The Cirrus SR22 GTS, owned by a businessman in Shaanxi Province, is the first private plane in northwest China, an area inhabited by 100 million people.

Chen Yilong, a real estate tycoon from Weinan City, bought the U.S.-made aircraft for more than 5 million yuan (732,440 U.S. dollars) early this year.

Chen and his aircraft were a highlight at the 2009 China International General Aviation Convention that gathered in Xi'an from Oct. 17 to 19.

Many wage earners who could never dream of owning their own aircraft basked in Chen's reflected glory.

"Even though I myself cannot afford a private aircraft, it's good to know other northwesterners can," said Xi'an resident Zhang Xiaoqiang. "Maybe in a decade or two, I'll own one, too. Who knows? I couldn't afford a car 10 years ago -- now I've got one."
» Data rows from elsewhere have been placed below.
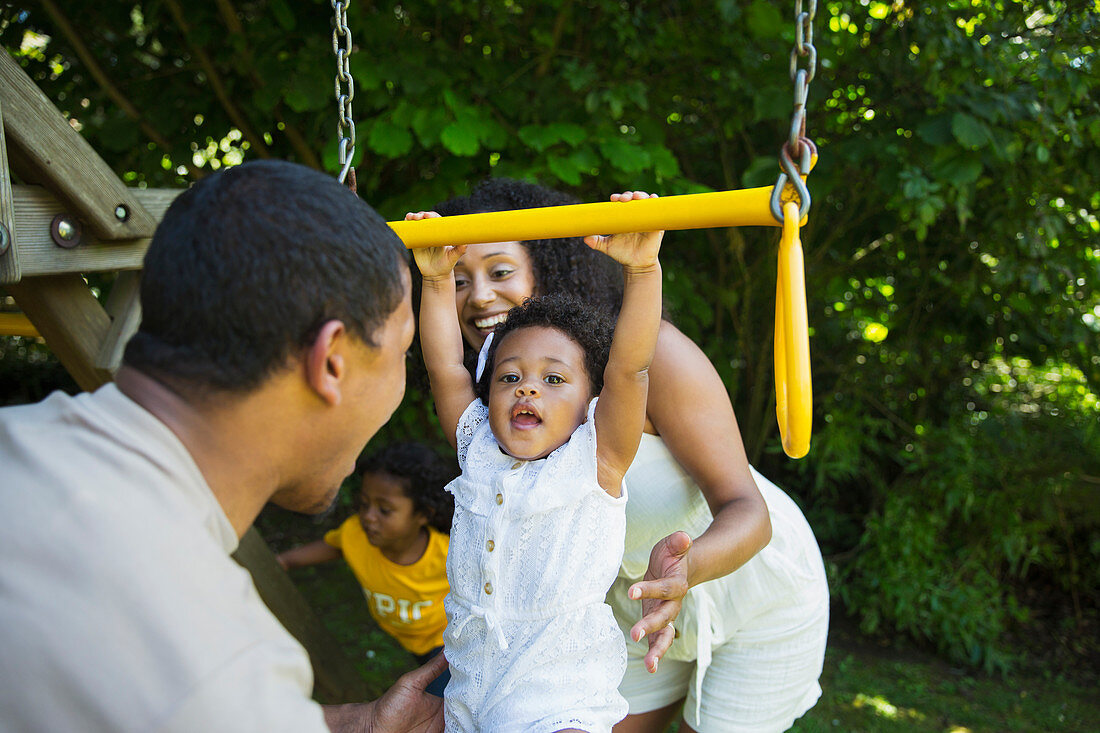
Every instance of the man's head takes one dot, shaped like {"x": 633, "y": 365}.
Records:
{"x": 273, "y": 294}
{"x": 249, "y": 264}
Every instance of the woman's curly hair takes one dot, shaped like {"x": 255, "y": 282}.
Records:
{"x": 421, "y": 472}
{"x": 589, "y": 326}
{"x": 561, "y": 264}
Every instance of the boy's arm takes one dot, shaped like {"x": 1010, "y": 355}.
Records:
{"x": 314, "y": 553}
{"x": 620, "y": 413}
{"x": 441, "y": 339}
Northwest China, covering Shaanxi, Gansu and Qinghai provinces and Ningxia Hui and Xinjiang Uygur autonomous regions, lags far behind the central and eastern regions in terms of economic growth.

For the new rich like Chen, however, owning a plane is one thing, but flying it is quite another. "I might not be able to fly for five years. I'm prepared for that," said Chen, 50.

China's low-altitude airspace is controlled by the Air Force and the Civil Aviation Administration of China (CAAC). Private flights need approval, each time, and the procedure takes at least half a day, making a private flight a less than enticing event.

"To avoid such restrictions, you need to buy high-performance aircraft that can easily reach high-altitudes. But they sell for at least 10 million U.S. dollars each, plus running costs of 5 million yuan a year," said Li He, regional sales manager of Avion Pacific Limited.

Last year, Li's company sold four such luxury planes to private buyers on the Chinese mainland, at more than 100 million yuan each, he said.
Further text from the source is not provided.